Let $(E,\|.\|)$ be a finite dimensional normed space and take $F\subset E$ a subpace, so that we have the canonical short exact sequence $0\rightarrow F\rightarrow^\iota E\rightarrow^\pi E/F\rightarrow 0$ of normed spaces ($F$ being endowed by the restriction of $\|.\|$ and $E/F$ by the quotient norm $\|v+F\| = \inf_{f\in F} \|v-f\|$). Write $n=\dim E$ and $k = \dim F$.
We can define the Hausdorff measure on each of these spaces (say $\mu_F, \mu_E$ and $\mu_{E/F}$), deriving from each of their norms.

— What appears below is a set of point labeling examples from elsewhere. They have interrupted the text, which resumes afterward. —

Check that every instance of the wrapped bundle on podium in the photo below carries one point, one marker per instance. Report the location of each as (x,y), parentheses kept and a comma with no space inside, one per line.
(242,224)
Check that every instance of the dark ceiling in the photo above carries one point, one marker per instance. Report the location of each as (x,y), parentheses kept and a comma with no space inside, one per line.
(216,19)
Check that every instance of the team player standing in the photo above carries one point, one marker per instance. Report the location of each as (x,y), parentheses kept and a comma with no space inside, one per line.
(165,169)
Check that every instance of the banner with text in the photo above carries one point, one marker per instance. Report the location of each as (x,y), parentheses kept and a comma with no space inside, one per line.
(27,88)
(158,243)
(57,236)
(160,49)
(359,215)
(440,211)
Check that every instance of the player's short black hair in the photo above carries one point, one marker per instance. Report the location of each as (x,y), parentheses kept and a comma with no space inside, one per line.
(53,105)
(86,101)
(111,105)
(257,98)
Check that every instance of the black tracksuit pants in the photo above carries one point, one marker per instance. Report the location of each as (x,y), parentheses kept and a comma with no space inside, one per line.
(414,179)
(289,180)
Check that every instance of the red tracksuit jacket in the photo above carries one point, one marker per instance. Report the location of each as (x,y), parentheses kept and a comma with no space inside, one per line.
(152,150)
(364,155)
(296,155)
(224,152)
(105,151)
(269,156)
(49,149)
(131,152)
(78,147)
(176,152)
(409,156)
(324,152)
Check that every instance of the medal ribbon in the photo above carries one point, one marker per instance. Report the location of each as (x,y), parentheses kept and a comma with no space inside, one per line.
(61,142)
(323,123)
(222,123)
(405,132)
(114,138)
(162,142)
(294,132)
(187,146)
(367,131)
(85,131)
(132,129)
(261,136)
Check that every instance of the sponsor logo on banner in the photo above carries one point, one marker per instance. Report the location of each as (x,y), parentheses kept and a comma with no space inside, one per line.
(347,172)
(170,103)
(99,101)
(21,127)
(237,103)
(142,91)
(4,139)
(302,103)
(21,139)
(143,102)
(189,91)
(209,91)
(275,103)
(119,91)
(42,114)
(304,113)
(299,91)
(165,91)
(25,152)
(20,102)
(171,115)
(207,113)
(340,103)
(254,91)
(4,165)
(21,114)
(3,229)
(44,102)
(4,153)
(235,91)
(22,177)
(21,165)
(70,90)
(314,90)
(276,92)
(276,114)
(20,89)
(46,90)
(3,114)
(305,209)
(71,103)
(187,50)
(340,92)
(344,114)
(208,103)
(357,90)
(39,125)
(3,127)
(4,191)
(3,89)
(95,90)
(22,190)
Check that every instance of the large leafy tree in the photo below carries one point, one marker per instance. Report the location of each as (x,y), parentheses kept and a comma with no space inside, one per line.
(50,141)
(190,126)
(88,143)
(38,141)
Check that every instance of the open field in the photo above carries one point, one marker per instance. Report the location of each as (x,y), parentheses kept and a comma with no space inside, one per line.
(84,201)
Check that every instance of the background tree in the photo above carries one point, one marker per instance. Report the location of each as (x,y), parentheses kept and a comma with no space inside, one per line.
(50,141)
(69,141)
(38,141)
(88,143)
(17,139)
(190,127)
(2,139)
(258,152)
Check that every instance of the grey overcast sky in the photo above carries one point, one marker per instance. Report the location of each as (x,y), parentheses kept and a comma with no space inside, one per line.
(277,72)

Is this definition compatible with the short exact sequence, in the sense that for a $k$-vector $\mathfrak{f} = f_1\wedge \cdots\wedge f_k\in\bigwedge^k E$, and $\mathfrak{e} = e_{k+1}\wedge\cdots\wedge e_n\in \bigwedge^{n-k} E$, we have: $$ \mu_E(\mathfrak{f} \wedge \mathfrak{e}) = \mu_F(\mathfrak{f})\mu_{E/F}(\pi(\mathfrak{e}\wedge\mathfrak{f})). $$
Remark that this is the case when $\|.\|$ is Euclidean, as a direct consequence of the definition of the norm on the exterior algebra.
Another way of looking at the question is whether the comeasure induced by the Hausdorff measure coincidates with the measure induced by the quotient norm.